Le categorie catastali indicano la destinazione d’uso degli immobili, ovvero la classificazione che viene utilizzata per indicare in modo dettagliato la funzione e le attività che possono essere svolte in uno specifico immobile.

Le C.C. sono contraddistinte da una lettera dell’alfabeto alla quale segue uno slash (/) ed un numero. Le stesse sono suddivise in più gruppi: A, B, C, D, E e F.
Il gruppo più numeroso è il primo (A), che comprende fino a undici categorie catastali. Segue il Gruppo D con dieci, nove il Gruppo E, otto il Gruppo B, sette i Gruppi C e F.

Conoscere la categorie catastale di un immobile è importante perché ognuna determina una rendita diversa, ovvero il reddito che Agenzia delle Entrate attribuisce a ogni singolo bene immobile, fabbricato e terreno, in grado di produrre o generare, appunto, un reddito.

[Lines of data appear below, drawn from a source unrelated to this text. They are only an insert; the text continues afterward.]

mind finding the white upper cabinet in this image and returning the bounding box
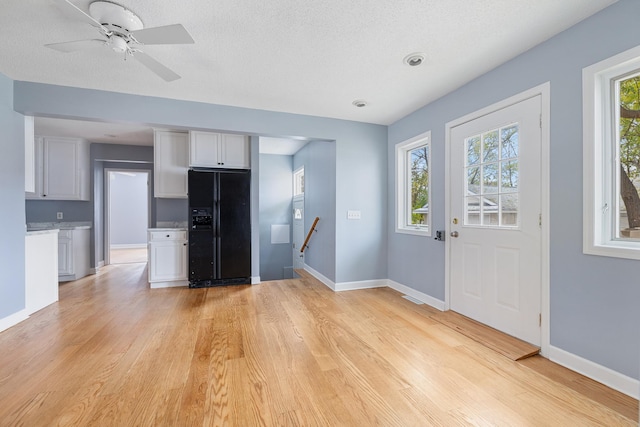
[26,136,90,201]
[154,130,189,198]
[189,131,250,169]
[189,131,220,167]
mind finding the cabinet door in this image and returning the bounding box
[220,134,250,169]
[43,138,80,199]
[149,242,187,281]
[154,131,189,198]
[190,131,220,167]
[58,235,73,275]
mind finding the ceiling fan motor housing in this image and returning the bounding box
[89,1,144,34]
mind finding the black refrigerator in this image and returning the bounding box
[188,168,251,288]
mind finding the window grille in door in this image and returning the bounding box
[464,123,520,228]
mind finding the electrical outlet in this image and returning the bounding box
[347,210,361,220]
[56,212,63,220]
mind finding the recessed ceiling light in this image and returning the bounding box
[404,52,426,67]
[352,99,368,108]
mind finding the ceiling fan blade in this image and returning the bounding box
[134,51,181,82]
[57,0,108,32]
[130,24,195,45]
[45,39,105,53]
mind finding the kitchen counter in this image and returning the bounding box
[27,221,92,231]
[26,228,59,236]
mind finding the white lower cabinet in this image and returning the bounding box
[58,228,90,282]
[148,229,188,288]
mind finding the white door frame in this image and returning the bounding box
[444,82,551,356]
[104,168,151,266]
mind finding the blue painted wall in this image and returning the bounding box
[259,153,294,281]
[0,73,25,319]
[294,141,337,281]
[388,0,640,379]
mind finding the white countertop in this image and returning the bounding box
[26,228,59,236]
[27,221,92,231]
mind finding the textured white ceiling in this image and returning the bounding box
[1,0,616,126]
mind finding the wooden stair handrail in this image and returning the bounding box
[301,217,320,252]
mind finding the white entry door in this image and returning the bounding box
[292,197,305,270]
[449,95,541,345]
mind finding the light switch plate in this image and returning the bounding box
[347,210,361,220]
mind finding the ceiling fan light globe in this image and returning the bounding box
[110,36,127,52]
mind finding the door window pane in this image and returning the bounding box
[467,136,481,165]
[483,163,499,193]
[501,160,519,191]
[483,130,499,162]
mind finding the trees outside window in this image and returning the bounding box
[617,75,640,235]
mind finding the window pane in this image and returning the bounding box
[465,196,480,225]
[482,195,499,226]
[483,163,498,194]
[501,160,519,192]
[483,130,499,162]
[501,125,519,159]
[409,145,429,226]
[467,135,481,166]
[618,75,640,240]
[501,194,518,226]
[467,166,480,190]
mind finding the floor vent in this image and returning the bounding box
[402,295,424,305]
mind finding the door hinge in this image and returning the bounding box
[539,114,542,129]
[538,213,542,227]
[539,313,542,327]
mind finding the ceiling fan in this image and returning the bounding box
[46,0,195,82]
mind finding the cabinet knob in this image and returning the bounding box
[166,234,170,237]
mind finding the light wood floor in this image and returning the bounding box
[0,263,636,426]
[109,247,148,264]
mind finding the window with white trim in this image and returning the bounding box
[396,132,431,236]
[583,46,640,260]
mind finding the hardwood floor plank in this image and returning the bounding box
[0,263,635,426]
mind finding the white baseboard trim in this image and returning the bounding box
[251,276,260,284]
[90,260,105,275]
[548,345,639,399]
[386,279,446,311]
[335,279,388,292]
[110,244,147,249]
[150,280,188,289]
[303,264,336,290]
[0,309,29,333]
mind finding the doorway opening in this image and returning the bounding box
[105,169,151,265]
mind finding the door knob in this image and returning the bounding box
[450,231,459,238]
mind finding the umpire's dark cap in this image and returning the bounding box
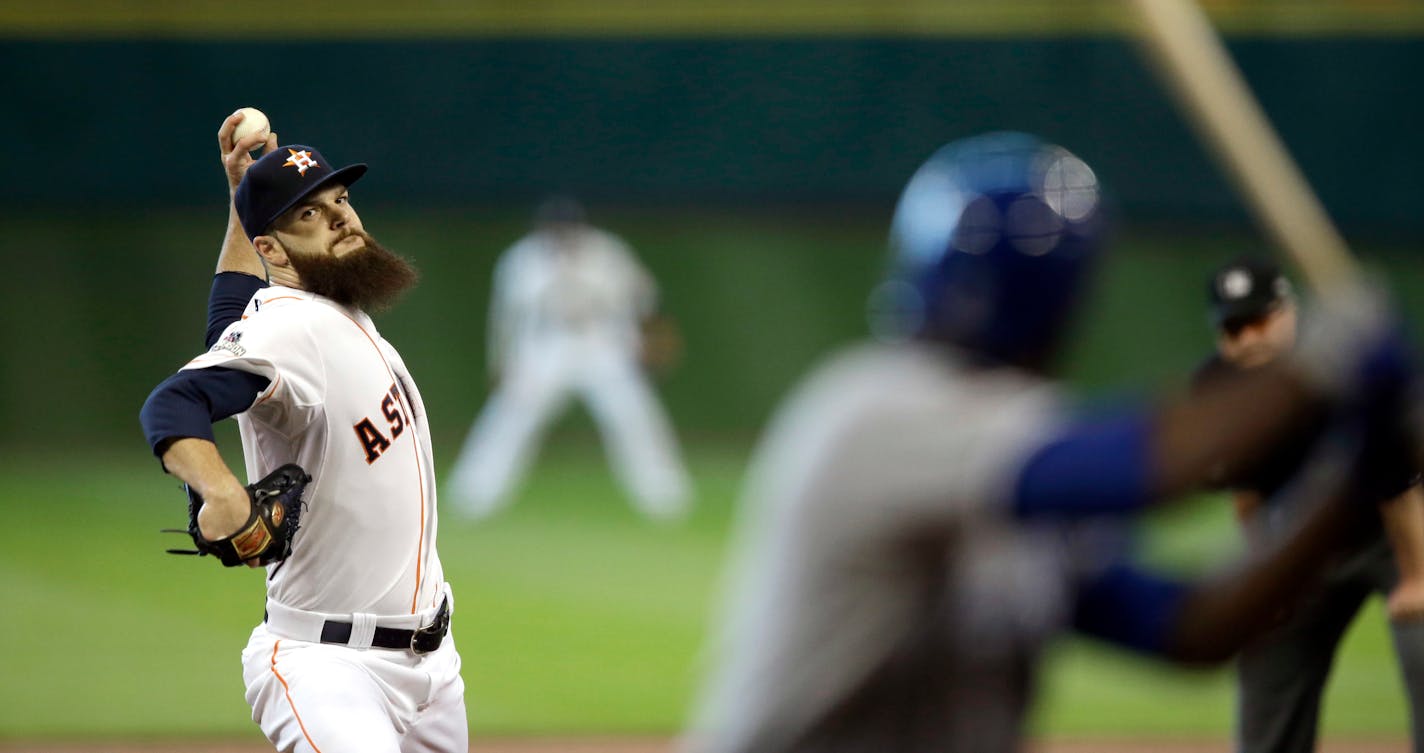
[1208,257,1293,330]
[234,145,367,241]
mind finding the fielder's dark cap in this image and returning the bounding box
[1208,256,1294,329]
[234,145,367,241]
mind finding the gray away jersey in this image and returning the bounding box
[687,343,1075,753]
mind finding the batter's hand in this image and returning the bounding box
[218,109,279,193]
[1389,579,1424,623]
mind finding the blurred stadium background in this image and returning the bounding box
[2,0,1422,747]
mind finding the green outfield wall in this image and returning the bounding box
[5,36,1423,229]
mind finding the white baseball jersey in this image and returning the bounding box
[687,342,1081,753]
[183,285,445,616]
[489,226,656,370]
[447,223,690,520]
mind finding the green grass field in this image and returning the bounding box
[0,440,1412,742]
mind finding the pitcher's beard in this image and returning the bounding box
[288,232,419,312]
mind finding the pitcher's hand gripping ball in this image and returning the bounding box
[231,107,271,147]
[164,464,310,567]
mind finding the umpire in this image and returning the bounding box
[1195,257,1424,753]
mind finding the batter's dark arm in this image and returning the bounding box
[1150,361,1323,497]
[1069,425,1391,665]
[1163,491,1364,664]
[1072,562,1191,656]
[1069,483,1367,665]
[1013,362,1319,518]
[1164,397,1413,660]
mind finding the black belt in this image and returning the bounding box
[311,596,450,654]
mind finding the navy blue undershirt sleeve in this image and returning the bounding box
[1011,410,1154,518]
[140,367,271,457]
[206,272,267,348]
[1071,560,1190,655]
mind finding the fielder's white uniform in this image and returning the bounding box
[448,225,691,520]
[184,285,466,753]
[687,342,1096,753]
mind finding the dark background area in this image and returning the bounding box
[6,37,1421,226]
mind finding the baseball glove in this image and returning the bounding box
[164,464,310,567]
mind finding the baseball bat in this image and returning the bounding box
[1125,0,1358,294]
[1128,1,1424,474]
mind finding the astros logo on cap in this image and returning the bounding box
[283,149,319,176]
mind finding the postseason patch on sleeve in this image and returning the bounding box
[209,329,247,358]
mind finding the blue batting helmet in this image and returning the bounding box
[872,132,1105,371]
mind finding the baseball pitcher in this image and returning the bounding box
[139,111,465,752]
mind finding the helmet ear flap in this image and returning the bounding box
[929,252,999,346]
[868,279,925,343]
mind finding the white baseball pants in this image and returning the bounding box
[241,622,467,752]
[449,334,690,520]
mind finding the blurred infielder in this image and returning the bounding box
[448,197,691,521]
[1194,257,1424,753]
[139,112,465,752]
[683,132,1416,753]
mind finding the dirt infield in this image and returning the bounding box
[0,738,1410,753]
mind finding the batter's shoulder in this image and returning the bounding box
[783,343,953,426]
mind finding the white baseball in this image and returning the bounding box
[232,107,271,148]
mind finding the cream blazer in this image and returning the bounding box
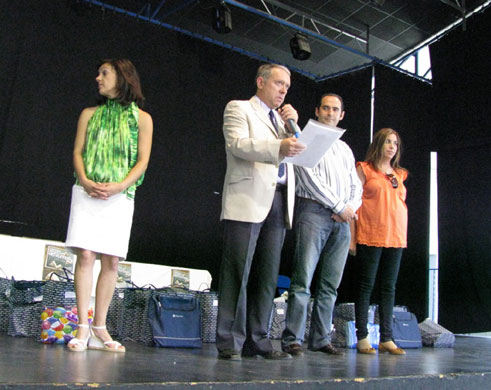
[220,97,295,229]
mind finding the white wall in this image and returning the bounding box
[0,234,212,293]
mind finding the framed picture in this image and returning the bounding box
[171,269,190,289]
[116,263,132,288]
[43,245,76,280]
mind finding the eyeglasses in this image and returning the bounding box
[386,173,398,189]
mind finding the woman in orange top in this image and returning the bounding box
[351,128,408,355]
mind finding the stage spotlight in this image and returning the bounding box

Ogni Categoria catastale esprime una tassazione differente, per questo motivo abbiamo deciso di raggruppare l’elenco delle categorie catastali in modo da renderlo disponibile a tutti.

Dunque, le classi catastali consentono di conoscere sia la destinazione di un edificio che la sua rendita, uno dei dati più importanti quando si effettua il calcolo dell’IMU.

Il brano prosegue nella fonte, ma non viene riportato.